Preliminary results demonstrated that, in both mammalian cell types, higher cell yield was achieved in our actively mixed vessel than static cultures, indicating that the convective flow of nutrients achieved in the microbioreactor promotes increase cell growth. In the CHO cultures, there was an observed greater cell growth in both vessels, which contained RBL posts regardless of the presence of agitation, compared to a standard 96-well plate. Potentially, this is due to the presence of RBL posts acting as additional support for cell growth, allowing for cells to adhere to posts during static culture, thus creating sections of plate composing of bilayers rather than a monolayer found in standard 96 well plates.
In the T cell cultures, there was an observed greater cell yield when mixed, regardless of cytokine condition, than the unmixed conditions. This observed increase, while certainly due to increased oxygen transfer into the liquid; may also be due to improved convective transport of nutrient (including oxygen) into the T cell-bead aggregates that form. Further, there was an observed significant decline in cell yield following seed until day 4, which is hypothesized to be due to cells being cultured straight from cryopreservation, thus having a significant adaptation phase. Additionally, decline observed following day 6 of culture indicates the need for culture medium feed and potential further expansion. Further, presence of magnetic beads required for T cell activation alongside magnetic field for agitation led to posts knockdown (caused by magnetic bead interaction with posts) further optimization is necessary of culture expansion conditions including agitation speed and medium feed.

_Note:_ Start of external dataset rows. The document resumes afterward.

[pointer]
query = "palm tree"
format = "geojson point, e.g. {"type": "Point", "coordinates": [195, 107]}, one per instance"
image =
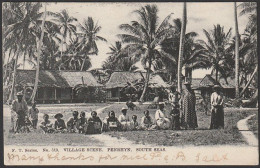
{"type": "Point", "coordinates": [23, 30]}
{"type": "Point", "coordinates": [65, 22]}
{"type": "Point", "coordinates": [216, 49]}
{"type": "Point", "coordinates": [181, 49]}
{"type": "Point", "coordinates": [144, 38]}
{"type": "Point", "coordinates": [38, 57]}
{"type": "Point", "coordinates": [236, 52]}
{"type": "Point", "coordinates": [192, 56]}
{"type": "Point", "coordinates": [89, 34]}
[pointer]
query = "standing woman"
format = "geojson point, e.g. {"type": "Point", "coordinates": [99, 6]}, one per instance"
{"type": "Point", "coordinates": [188, 101]}
{"type": "Point", "coordinates": [217, 110]}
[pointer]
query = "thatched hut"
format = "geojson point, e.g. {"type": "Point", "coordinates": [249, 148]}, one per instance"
{"type": "Point", "coordinates": [54, 86]}
{"type": "Point", "coordinates": [119, 80]}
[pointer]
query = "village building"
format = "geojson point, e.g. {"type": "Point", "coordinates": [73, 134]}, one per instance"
{"type": "Point", "coordinates": [56, 86]}
{"type": "Point", "coordinates": [120, 80]}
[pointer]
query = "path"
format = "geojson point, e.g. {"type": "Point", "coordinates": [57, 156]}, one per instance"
{"type": "Point", "coordinates": [112, 141]}
{"type": "Point", "coordinates": [247, 134]}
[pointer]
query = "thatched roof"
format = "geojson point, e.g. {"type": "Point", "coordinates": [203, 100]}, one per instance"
{"type": "Point", "coordinates": [209, 81]}
{"type": "Point", "coordinates": [61, 79]}
{"type": "Point", "coordinates": [120, 79]}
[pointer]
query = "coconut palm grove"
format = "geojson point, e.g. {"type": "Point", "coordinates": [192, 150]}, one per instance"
{"type": "Point", "coordinates": [147, 88]}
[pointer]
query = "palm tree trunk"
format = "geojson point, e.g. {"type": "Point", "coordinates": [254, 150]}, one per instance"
{"type": "Point", "coordinates": [146, 80]}
{"type": "Point", "coordinates": [236, 52]}
{"type": "Point", "coordinates": [83, 63]}
{"type": "Point", "coordinates": [181, 48]}
{"type": "Point", "coordinates": [216, 74]}
{"type": "Point", "coordinates": [250, 80]}
{"type": "Point", "coordinates": [38, 59]}
{"type": "Point", "coordinates": [11, 95]}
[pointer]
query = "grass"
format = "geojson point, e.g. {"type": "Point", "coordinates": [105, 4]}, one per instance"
{"type": "Point", "coordinates": [228, 136]}
{"type": "Point", "coordinates": [253, 124]}
{"type": "Point", "coordinates": [36, 137]}
{"type": "Point", "coordinates": [202, 136]}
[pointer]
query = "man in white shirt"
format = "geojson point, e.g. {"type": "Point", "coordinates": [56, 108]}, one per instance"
{"type": "Point", "coordinates": [161, 121]}
{"type": "Point", "coordinates": [124, 119]}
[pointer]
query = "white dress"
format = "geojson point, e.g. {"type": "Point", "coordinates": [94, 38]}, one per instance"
{"type": "Point", "coordinates": [161, 121]}
{"type": "Point", "coordinates": [125, 122]}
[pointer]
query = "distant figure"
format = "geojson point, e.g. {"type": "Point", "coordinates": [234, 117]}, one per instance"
{"type": "Point", "coordinates": [161, 121]}
{"type": "Point", "coordinates": [217, 110]}
{"type": "Point", "coordinates": [72, 123]}
{"type": "Point", "coordinates": [146, 121]}
{"type": "Point", "coordinates": [19, 110]}
{"type": "Point", "coordinates": [112, 122]}
{"type": "Point", "coordinates": [124, 120]}
{"type": "Point", "coordinates": [134, 126]}
{"type": "Point", "coordinates": [33, 114]}
{"type": "Point", "coordinates": [188, 101]}
{"type": "Point", "coordinates": [175, 114]}
{"type": "Point", "coordinates": [82, 123]}
{"type": "Point", "coordinates": [46, 125]}
{"type": "Point", "coordinates": [94, 124]}
{"type": "Point", "coordinates": [59, 124]}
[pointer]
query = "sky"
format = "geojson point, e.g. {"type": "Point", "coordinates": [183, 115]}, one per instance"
{"type": "Point", "coordinates": [110, 15]}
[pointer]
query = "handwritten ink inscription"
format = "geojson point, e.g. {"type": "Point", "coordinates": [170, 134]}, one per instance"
{"type": "Point", "coordinates": [105, 155]}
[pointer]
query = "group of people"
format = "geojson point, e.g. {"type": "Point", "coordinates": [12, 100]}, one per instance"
{"type": "Point", "coordinates": [182, 115]}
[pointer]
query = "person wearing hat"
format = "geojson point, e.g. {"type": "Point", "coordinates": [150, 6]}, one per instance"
{"type": "Point", "coordinates": [59, 124]}
{"type": "Point", "coordinates": [19, 110]}
{"type": "Point", "coordinates": [188, 101]}
{"type": "Point", "coordinates": [112, 122]}
{"type": "Point", "coordinates": [161, 121]}
{"type": "Point", "coordinates": [175, 115]}
{"type": "Point", "coordinates": [72, 123]}
{"type": "Point", "coordinates": [94, 124]}
{"type": "Point", "coordinates": [124, 120]}
{"type": "Point", "coordinates": [82, 122]}
{"type": "Point", "coordinates": [217, 111]}
{"type": "Point", "coordinates": [146, 121]}
{"type": "Point", "coordinates": [46, 125]}
{"type": "Point", "coordinates": [33, 113]}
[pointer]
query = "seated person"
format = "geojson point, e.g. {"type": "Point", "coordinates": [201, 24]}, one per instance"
{"type": "Point", "coordinates": [161, 121]}
{"type": "Point", "coordinates": [59, 124]}
{"type": "Point", "coordinates": [82, 122]}
{"type": "Point", "coordinates": [46, 125]}
{"type": "Point", "coordinates": [146, 121]}
{"type": "Point", "coordinates": [134, 124]}
{"type": "Point", "coordinates": [94, 124]}
{"type": "Point", "coordinates": [175, 114]}
{"type": "Point", "coordinates": [124, 120]}
{"type": "Point", "coordinates": [72, 124]}
{"type": "Point", "coordinates": [112, 122]}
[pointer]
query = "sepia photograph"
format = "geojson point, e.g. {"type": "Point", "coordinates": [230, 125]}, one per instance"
{"type": "Point", "coordinates": [130, 83]}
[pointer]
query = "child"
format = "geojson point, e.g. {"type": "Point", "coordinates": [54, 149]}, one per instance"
{"type": "Point", "coordinates": [175, 113]}
{"type": "Point", "coordinates": [124, 120]}
{"type": "Point", "coordinates": [59, 124]}
{"type": "Point", "coordinates": [82, 122]}
{"type": "Point", "coordinates": [33, 113]}
{"type": "Point", "coordinates": [72, 124]}
{"type": "Point", "coordinates": [134, 124]}
{"type": "Point", "coordinates": [112, 122]}
{"type": "Point", "coordinates": [46, 125]}
{"type": "Point", "coordinates": [146, 121]}
{"type": "Point", "coordinates": [94, 124]}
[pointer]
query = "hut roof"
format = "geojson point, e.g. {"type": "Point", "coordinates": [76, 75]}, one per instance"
{"type": "Point", "coordinates": [209, 81]}
{"type": "Point", "coordinates": [120, 79]}
{"type": "Point", "coordinates": [51, 78]}
{"type": "Point", "coordinates": [75, 78]}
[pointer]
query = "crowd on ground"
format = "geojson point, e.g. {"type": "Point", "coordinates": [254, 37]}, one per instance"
{"type": "Point", "coordinates": [182, 116]}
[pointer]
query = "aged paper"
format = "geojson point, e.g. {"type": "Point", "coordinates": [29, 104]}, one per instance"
{"type": "Point", "coordinates": [99, 62]}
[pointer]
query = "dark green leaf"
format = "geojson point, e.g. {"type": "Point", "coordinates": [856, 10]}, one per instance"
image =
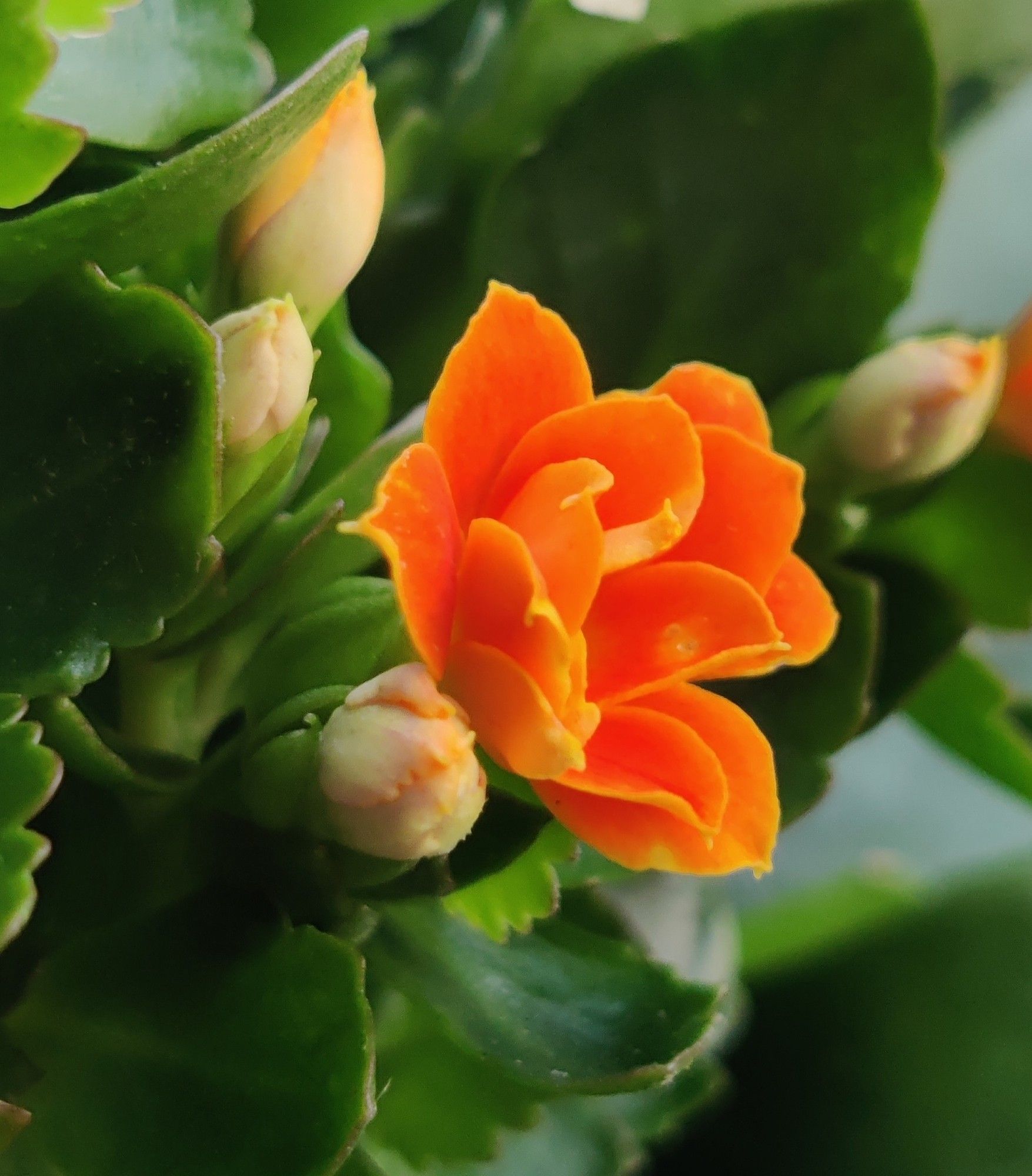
{"type": "Point", "coordinates": [353, 391]}
{"type": "Point", "coordinates": [973, 531]}
{"type": "Point", "coordinates": [560, 1010]}
{"type": "Point", "coordinates": [964, 707]}
{"type": "Point", "coordinates": [906, 1052]}
{"type": "Point", "coordinates": [809, 713]}
{"type": "Point", "coordinates": [107, 472]}
{"type": "Point", "coordinates": [755, 197]}
{"type": "Point", "coordinates": [165, 70]}
{"type": "Point", "coordinates": [168, 205]}
{"type": "Point", "coordinates": [34, 150]}
{"type": "Point", "coordinates": [28, 777]}
{"type": "Point", "coordinates": [198, 1043]}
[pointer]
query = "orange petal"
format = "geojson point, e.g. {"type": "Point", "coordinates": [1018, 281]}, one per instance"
{"type": "Point", "coordinates": [509, 713]}
{"type": "Point", "coordinates": [516, 365]}
{"type": "Point", "coordinates": [501, 602]}
{"type": "Point", "coordinates": [748, 833]}
{"type": "Point", "coordinates": [710, 396]}
{"type": "Point", "coordinates": [555, 514]}
{"type": "Point", "coordinates": [650, 447]}
{"type": "Point", "coordinates": [653, 759]}
{"type": "Point", "coordinates": [752, 509]}
{"type": "Point", "coordinates": [654, 625]}
{"type": "Point", "coordinates": [803, 610]}
{"type": "Point", "coordinates": [413, 523]}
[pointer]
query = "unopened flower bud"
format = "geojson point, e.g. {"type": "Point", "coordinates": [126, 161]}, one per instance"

Across both mixed and unmixed, the 110 condition had higher daily cell yield than the 000 condition, indicating the 110 condition, which contained higher IL-2 & IL-7 concentrations, is more suitable for cell culture than that of the 000 condition interleukin concentrations. The common T cell expansion factor, IL-2 has been extensively researched to evaluate effects of varying levels on cell expansion [26–28]. However, Jaleco et al., 2003 [29] found that IL-2 and IL-7 act together to promote proliferation, and is significantly more effective than using IL-2 or IL-7 alone. Further, due to IL-2 and IL-7 acting through one of the same pathways, higher levels of both cytokines (such as those found in the 110 condition) would act to enhance the effectiveness of both IL-2 and IL-7 in tandem [30], which supports the findings reported here.
The novel bioreactor developed achieves mixing and oxygen transport capabilities extending beyond those found in static small-scale culture and preliminary cell culture results suggest enhanced cell yield. Based on these results, the microenvironment found in this system is suitable for cell culture and is more closely representative of that in a traditional stirred tank bioreactor for mammalian cell culture and has potential for use in small scale process development applications.